Alors pourquoi est-ce qu’il peut quand même y avoir un intérêt à se rendre à cette audience ?

C’est parce que lorsque vous passez devant la juridiction administrative, vous avez 3 magistrats, ce sont les 3 magistrats du siège, ce sont eux qui prendront la décision.

Et vous avez à leur droite ou à leur gauche, cela dépend un peu de la disposition des lieux, vous avez quelqu’un qui est tout seul dans son box, cela ressemble un peu à un procureur de la République, mais ce n’est pas le cas, il s’agit du rapporteur public qui est un magistrat indépendant qui va, le jour de l’audience, donner son avis sur votre affaire, ce n’est pas lui qui prend les décisions, il n’influence pas les magistrats qui prendront la décision, mais il s’agit d’un quatrième magistrat indépendant qui va résumer votre affaire, qui va reprendre soit dans des conclusions qui sont extrêmement bien faites, c’est vraiment un travail de fond de très grande qualité qui est réalisé par les rapporteurs publics, et ce rapporteur que l’on appelait avant le commissaire du gouvernement va estimer si oui ou non vos prétentions doivent être accueillies par le Tribunal.

Donc il va dire « oui, j’estime que la requête de Monsieur Tartempion est judicieuse et donc doit être accueillie et je sollicite l’annulation.
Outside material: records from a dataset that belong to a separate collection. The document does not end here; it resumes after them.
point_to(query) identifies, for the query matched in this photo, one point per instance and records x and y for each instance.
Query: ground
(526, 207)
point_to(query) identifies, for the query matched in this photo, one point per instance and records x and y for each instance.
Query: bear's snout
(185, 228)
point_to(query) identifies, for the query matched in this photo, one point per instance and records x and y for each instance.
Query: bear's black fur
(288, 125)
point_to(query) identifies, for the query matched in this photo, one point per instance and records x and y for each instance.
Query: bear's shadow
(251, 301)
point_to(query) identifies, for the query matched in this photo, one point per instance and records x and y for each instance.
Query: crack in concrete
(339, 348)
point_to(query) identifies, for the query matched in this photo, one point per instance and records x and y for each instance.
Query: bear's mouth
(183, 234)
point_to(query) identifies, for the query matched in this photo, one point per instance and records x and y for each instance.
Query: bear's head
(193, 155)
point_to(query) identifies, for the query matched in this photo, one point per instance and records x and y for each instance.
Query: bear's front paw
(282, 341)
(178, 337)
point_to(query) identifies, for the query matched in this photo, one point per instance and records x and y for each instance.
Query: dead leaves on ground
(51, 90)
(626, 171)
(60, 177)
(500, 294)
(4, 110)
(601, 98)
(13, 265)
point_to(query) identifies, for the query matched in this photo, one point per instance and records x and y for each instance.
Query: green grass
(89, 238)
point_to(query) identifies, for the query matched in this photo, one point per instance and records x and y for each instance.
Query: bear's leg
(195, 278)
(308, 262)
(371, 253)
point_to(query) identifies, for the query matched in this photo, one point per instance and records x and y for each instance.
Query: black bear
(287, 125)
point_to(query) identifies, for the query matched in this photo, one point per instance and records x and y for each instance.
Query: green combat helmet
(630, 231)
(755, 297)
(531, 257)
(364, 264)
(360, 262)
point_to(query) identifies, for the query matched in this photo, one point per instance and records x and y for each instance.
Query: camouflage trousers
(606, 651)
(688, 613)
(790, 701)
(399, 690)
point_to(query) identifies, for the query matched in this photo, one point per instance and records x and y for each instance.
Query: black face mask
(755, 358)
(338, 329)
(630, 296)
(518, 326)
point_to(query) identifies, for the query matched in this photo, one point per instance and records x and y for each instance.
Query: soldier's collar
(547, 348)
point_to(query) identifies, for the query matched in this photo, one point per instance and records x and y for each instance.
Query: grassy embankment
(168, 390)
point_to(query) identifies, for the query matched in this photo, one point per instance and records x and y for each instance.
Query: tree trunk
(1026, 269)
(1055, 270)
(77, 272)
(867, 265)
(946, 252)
Je conclus à l’annulation de la décision contestée » ou il va vous dire au contraire « moi j’estime que la condition contestée est légale ».

Une fois que le rapporteur public a terminé ses conclusions, le président donne la parole aux parties « Est-ce que vous souhaitez Maître INGELAERE formuler des observations sur les conclusions qui sont faites en public, vous avez la parole ».

Vous vous levez, vous pouvez formuler quelques observations.

Il n’y a pas de débat en réalité entre les avocats puisque chacun se lève à tour de rôle et chacun à quelques instants pour formuler quelques observations, donc on est très loin des prétoires en droit pénal où on peut voir les avocats s’écharper ou poser des questions aux témoins ou faire des effets de manches.

Là, on en est très loin puisque l’on est chacun derrière notre petit bureau et on se lève lorsque notre tour vient pour formuler quelques observations.

C’est pour cela qu’il est très important, si vous voulez, de faire appel à un Conseil qui est vraiment spécialisé dans le droit public qui va réellement rédiger des requêtes, des mémoires extrêmement charpentés, il faut que vos mémoires soient complets, la jurisprudence, les dispositions légales, les pièces justificatives, c’est vraiment un travail d’orfèvres d’un point de vue juridique puisqu’il faut que tout soit vraiment fait en amont.  

À l’issue de l’audience, c’est une question qui est souvent posée par les clients, « Maître, est-ce que l’on aura les décisions le jour même ? » Non, vous n’avez jamais la décision le jour même. La décision est mise en délibéré à un ou deux mois, c’est souvent indiqué par le Président à l’issue de l’audience. Ensuite cette décision vous sera transmise par courrier recommandé avec accusé de réception.

Lorsque vous êtes destinataire de cette décision, vous avez alors un délai de 2 mois pour la contester devant ce que l’on appelle la Cour administrative d’Appel. Et là, c’est rebelote, le système est en tout point similaire à ce qui se fait en première instance et vous pouvez déposer une requête en appel devant la Cour administrative d’Appel.